Very well said. Before we conclude here, I'd love to ask you then, because this might be on people's minds, what then would you see as the relationship, the proper relationship for perhaps economic and social development of the church to the state? If the state has certain kind of responsibilities for the uh proper administration of various societies, what is the church's role for the state, or what ought the state look to the church for?

SPEAKER_00

That's so interesting. Um, Ernst Wolkenbuchenforde is a German thinker who said that the state needs a series of characteristics in his citizens that the state cannot produce. Because the state needs hardworking people and he cannot educate them in that. The state needs virtuous people, and the state is not able to educate everybody in virtue. Um, the state needs a lot of other institutions to be the state and to guide towards the common good. And therefore, the state and the church are related in a sense that the state needs the virtues that the church produces in its faithful. And the church produces virtues in its faithful not only to have them as good citizens in the state, but above all to have them as saints walking towards heaven. Now, can the church call to sanctity without giving people the virtue that helped them to be better citizens? No, because we are like the same nature and we cannot distinguish in what we do, our human side and the life of grace is all together.

SPEAKER_02

This world matters, right? Exactly. Yes.

SPEAKER_00

This world matters.
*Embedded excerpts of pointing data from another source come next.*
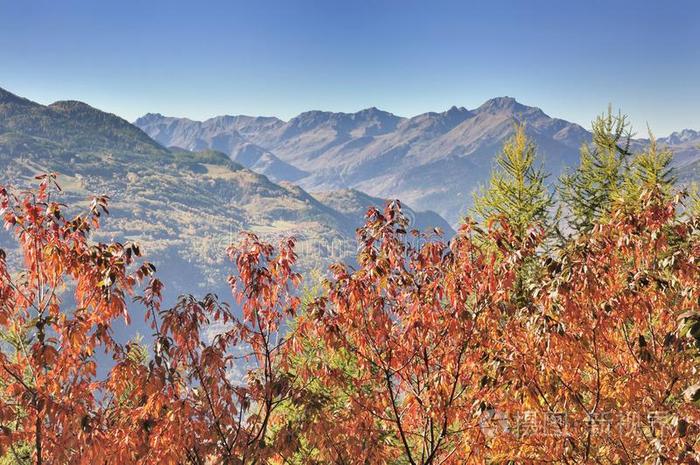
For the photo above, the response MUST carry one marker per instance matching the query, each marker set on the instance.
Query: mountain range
(184, 188)
(183, 206)
(432, 161)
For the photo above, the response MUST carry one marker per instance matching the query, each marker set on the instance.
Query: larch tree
(517, 189)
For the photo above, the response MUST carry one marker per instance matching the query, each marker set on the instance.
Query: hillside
(432, 161)
(184, 206)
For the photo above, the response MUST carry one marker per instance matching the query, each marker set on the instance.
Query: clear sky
(204, 58)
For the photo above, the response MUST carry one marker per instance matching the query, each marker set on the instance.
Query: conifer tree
(517, 189)
(650, 169)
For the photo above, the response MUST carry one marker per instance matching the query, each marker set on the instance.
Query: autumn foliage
(424, 352)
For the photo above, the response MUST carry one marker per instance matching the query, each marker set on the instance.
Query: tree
(517, 189)
(419, 322)
(50, 398)
(603, 360)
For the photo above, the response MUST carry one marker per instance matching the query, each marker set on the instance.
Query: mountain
(233, 135)
(685, 145)
(354, 204)
(432, 161)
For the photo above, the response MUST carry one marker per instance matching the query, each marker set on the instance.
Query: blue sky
(200, 59)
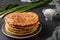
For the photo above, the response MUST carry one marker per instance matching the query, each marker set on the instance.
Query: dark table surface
(47, 26)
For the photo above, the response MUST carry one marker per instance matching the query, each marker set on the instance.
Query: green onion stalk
(26, 7)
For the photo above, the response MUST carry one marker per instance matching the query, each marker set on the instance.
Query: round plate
(21, 37)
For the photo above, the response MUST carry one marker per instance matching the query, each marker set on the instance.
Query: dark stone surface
(47, 26)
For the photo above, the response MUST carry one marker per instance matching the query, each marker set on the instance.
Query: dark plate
(21, 37)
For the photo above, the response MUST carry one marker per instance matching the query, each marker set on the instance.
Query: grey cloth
(55, 35)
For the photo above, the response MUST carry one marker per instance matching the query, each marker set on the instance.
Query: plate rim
(18, 37)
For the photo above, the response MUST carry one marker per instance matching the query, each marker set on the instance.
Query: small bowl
(21, 37)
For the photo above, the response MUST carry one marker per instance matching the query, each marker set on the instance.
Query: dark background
(47, 26)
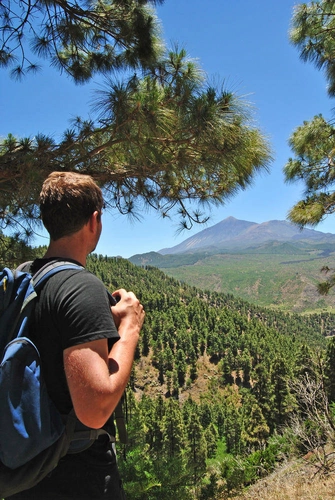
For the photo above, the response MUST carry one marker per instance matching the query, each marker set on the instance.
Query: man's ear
(94, 219)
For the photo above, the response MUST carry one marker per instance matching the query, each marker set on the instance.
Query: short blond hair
(67, 200)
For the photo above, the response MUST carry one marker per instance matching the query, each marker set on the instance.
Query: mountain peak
(232, 233)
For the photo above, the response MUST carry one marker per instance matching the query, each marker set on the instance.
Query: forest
(222, 390)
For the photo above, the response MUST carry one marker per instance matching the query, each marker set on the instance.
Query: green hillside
(277, 275)
(211, 399)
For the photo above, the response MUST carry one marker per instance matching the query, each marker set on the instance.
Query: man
(87, 347)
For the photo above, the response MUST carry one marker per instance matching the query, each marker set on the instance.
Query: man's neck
(65, 249)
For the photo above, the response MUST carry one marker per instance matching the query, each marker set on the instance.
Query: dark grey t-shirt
(72, 309)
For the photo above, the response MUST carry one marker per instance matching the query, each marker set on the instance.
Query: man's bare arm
(96, 377)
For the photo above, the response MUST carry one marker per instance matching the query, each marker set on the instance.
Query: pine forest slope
(241, 258)
(210, 393)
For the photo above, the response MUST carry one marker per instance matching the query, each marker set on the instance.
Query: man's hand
(128, 313)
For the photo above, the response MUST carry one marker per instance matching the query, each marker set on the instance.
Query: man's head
(67, 201)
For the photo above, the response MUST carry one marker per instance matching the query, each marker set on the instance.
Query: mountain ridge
(234, 233)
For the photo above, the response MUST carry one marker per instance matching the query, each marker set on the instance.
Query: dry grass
(293, 481)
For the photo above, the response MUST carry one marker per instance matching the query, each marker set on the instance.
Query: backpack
(34, 436)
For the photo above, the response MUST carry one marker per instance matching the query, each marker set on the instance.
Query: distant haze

And this is not in every religion, because there are many religions that you will see. Well, no, you you should just forget about this world and the passions of this world, or what what is important is your that you belong to a caste, or but no, here is really this world matters, and what we do in this world echoes in eternity, like the movie. And so therefore, we we should think about this life as the beginning of heaven, because in the way in which we behave on earth is the way in which we could continue to behave in the presence of God then later in heaven. That's why heaven is only for those who knew how to be happy on this earth, because this happiness is following Lord, our Lord, at the end. So this is the point. Beautifully said.

SPEAKER_02

Well, Father Christian, thank you for this uh just lovely conversation and especially for all of the work that you've done to help to bring forth uh Pope Leo XIV's work and the tradition out of which it comes. And we look forward to not only what uh the Pope brings us in the coming uh months and years, but your also your own work to help us to understand and to learn better.

SPEAKER_00

My pleasure. It is a great honor to be with you. Thank you.